From ece0903e111b96718a0d845fa358c9581d03f15d Mon Sep 17 00:00:00 2001
From: Stas Bekman <stas00@users.noreply.github.com>
Date: Tue, 11 Aug 2020 14:56:41 -0700
Subject: [PATCH] lr_schedulers: add get_polynomial_decay_schedule_with_warmup
 (#6361)
MIME-Version: 1.0
Content-Type: text/plain; charset=UTF-8
Content-Transfer-Encoding: 8bit

* [wip] add get_polynomial_decay_schedule_with_warmup

* style

* add assert

* change lr_end to a much smaller default number

* check for exact equality

* [model_cards] electra-base-turkish-cased-ner (#6350)

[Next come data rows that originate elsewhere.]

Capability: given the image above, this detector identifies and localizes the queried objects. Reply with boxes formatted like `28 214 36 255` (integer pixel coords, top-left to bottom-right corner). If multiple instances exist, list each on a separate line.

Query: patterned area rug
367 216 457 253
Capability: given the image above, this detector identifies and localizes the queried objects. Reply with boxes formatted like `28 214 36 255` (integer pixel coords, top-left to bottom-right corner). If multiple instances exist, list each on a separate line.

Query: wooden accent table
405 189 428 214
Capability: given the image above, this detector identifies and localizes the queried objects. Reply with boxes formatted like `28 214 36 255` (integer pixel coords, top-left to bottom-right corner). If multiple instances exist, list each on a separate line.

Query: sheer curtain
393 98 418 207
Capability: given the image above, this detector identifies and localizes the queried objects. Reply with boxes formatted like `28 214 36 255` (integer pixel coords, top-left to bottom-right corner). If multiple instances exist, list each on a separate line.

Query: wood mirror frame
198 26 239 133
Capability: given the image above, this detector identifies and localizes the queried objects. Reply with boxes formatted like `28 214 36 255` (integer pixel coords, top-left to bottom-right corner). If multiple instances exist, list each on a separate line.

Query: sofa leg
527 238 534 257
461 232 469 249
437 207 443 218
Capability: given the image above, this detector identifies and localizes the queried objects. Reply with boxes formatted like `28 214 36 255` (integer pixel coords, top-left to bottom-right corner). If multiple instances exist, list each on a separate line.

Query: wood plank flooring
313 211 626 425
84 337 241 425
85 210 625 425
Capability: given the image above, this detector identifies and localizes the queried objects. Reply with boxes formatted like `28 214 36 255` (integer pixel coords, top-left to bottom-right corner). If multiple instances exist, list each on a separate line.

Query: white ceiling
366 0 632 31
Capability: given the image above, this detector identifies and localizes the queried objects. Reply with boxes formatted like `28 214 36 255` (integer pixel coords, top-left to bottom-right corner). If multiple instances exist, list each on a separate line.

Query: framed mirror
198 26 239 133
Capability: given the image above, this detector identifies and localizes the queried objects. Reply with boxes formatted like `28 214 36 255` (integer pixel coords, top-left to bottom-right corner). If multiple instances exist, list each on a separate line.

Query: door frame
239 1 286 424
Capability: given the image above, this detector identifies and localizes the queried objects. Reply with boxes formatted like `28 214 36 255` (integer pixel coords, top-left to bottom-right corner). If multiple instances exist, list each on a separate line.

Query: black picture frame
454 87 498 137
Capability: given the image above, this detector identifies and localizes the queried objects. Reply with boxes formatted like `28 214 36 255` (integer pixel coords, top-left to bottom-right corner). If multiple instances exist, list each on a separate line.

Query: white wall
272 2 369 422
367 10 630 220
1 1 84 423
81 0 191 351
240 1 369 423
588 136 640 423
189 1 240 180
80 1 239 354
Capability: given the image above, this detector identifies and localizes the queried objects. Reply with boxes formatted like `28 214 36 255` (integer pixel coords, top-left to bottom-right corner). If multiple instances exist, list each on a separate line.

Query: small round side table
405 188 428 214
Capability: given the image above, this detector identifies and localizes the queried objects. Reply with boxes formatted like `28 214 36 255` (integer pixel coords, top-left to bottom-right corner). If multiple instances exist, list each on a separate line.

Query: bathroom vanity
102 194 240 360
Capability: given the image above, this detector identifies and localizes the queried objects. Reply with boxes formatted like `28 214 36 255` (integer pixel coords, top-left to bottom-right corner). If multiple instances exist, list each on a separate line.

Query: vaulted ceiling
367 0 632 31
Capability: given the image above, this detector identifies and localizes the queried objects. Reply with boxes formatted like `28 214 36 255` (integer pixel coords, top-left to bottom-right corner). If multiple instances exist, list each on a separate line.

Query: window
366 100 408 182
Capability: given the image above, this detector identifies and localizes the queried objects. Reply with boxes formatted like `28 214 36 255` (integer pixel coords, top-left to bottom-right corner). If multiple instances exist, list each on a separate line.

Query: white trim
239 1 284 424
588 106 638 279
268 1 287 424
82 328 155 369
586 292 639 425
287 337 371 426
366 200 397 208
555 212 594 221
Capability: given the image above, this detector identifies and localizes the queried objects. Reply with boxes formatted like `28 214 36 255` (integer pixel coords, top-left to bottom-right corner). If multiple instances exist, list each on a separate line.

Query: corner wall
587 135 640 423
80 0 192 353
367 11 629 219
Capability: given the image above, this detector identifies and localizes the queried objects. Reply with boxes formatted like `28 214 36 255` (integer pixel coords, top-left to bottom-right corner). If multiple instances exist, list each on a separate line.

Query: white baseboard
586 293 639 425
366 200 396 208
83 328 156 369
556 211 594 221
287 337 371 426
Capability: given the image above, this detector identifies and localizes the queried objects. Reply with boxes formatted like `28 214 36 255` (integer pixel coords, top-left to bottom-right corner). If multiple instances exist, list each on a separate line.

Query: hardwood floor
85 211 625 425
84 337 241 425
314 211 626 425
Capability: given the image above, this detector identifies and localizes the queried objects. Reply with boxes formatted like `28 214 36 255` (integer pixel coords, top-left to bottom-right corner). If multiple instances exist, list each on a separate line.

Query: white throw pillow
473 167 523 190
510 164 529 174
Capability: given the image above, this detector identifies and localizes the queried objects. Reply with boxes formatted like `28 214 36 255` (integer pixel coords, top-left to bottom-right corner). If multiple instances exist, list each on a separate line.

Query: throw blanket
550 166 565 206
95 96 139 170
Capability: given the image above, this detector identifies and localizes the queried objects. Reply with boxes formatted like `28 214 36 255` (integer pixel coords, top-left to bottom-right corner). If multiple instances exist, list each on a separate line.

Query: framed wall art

* for electra-base-turkish-cased-ner

* Add metadata

Co-authored-by: Julien Chaumond <chaumond@gmail.com>

* Temporarily de-activate TPU CI

* Update modeling_tf_utils.py (#6372)

fix typo: ckeckpoint->checkpoint

* the test now works again (#6371)

* correct pl link in readme (#6364)

* refactor almost identical tests (#6339)

* refactor almost identical tests

* important to add a clear assert error message

* make the assert error even more descriptive than the original bt

* Small docfile fixes (#6328)

* Patch models (#6326)

* TFAlbertFor{TokenClassification, MultipleChoice}

* Patch models

* BERT and TF BERT info


s

* Update check_repo

* Ci GitHub caching (#6382)

* Cache Github Actions CI

* Remove useless file

* Colab button (#6389)

* Add colab button

* Add colab link for tutorials

* Fix links for open in colab (#6391)

* Update src/transformers/optimization.py

consistently use lr_end=1e-7 default

Co-authored-by: Sylvain Gugger <35901082+sgugger@users.noreply.github.com>

* [wip] add get_polynomial_decay_schedule_with_warmup

* style

* add assert

* change lr_end to a much smaller default number

* check for exact equality

* Update src/transformers/optimization.py

consistently use lr_end=1e-7 default

Co-authored-by: Sylvain Gugger <35901082+sgugger@users.noreply.github.com>

* remove dup (leftover from merge)

* convert the test into the new refactored format

* stick to using the current_step as is, without ++

Co-authored-by: M. Yusuf Sarıgöz <yusufsarigoz@gmail.com>
Co-authored-by: Julien Chaumond <chaumond@gmail.com>
Co-authored-by: Lysandre <lysandre.debut@reseau.eseo.fr>
Co-authored-by: Alexander Measure <ameasure@gmail.com>
Co-authored-by: Rohit Gupta <rohitgr1998@gmail.com>
Co-authored-by: Sylvain Gugger <35901082+sgugger@users.noreply.github.com>
Co-authored-by: Lysandre Debut <lysandre@huggingface.co>
---
 examples/lightning_base.py       |  3 ++-
 src/transformers/__init__.py     |  1 +
 src/transformers/optimization.py | 46 ++++++++++++++++++++++++++++++++
 tests/test_optimization.py       |  5 ++++
 4 files changed, 54 insertions(+), 1 deletion(-)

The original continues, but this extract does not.